Ce laborieux effort de visibilisation d’un ectoplasme permettra d’accuser demain tel individu interpellé et mis en examen, pour possession d’un fumigène par exemple, d’appartenir à la Mouvance anarcho autonome, comme on est délégué Force ouvrière ou agent de la CIA. L’intérêt étant que, aussi minuscule et dérisoire que puisse être le prétexte de son arrestation et de sa mise en examen, il sera considéré comme un élément d’un ensemble d’autant plus dangereux pour l’ordre social qu’il est flou. À travers lui, c’est « le parti » que l’on frappera !

Ultra-gauche

Annonçant les interpellations de Tarnac, le 11 novembre 2008, la ministre de l’Intérieur Michèle Alliot-Marie ajoute un terme à la déjà indigeste « mouvance anarcho-autonome », la faisant précéder du terme « ultra-gauche ». Ce qui donne, sans respiration : « ultra-gauche mouvance anarcho-autonome ». Mentionnons pour mémoire que le terme Ultras désigne, au début du XIXe siècle, les ultra-royalistes.
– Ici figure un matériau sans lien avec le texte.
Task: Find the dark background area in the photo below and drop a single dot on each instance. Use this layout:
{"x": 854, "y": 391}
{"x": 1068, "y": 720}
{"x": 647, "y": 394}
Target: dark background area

Ultra-gauche a d’abord été employé au milieu des années 1920 pour désigner des militants léninistes, membres du KPD (parti communiste allemand pro-soviétique), qui déviaient de la ligne officiel de Moscou, en s’opposant par exemple à la politique de front unique avec les sociaux-démocrates. Par la suite, il a été utilisé de manière vague et confuse pour désigner les communistes de conseils (Pannekoek par ex.) et de manière générale les marxistes antistaliniens [7].

Rien ne dit que le vocabulaire politico-judiciaire soit fixé. On peut cependant prévoir qu’il sera difficile, ne serait-ce que d’un point de vue euphonique, d’allonger encore cette suite de trois termes, dont deux sont composés. Il sera plus simple d’utiliser, comme en d’autres temps, le mot « terroriste ».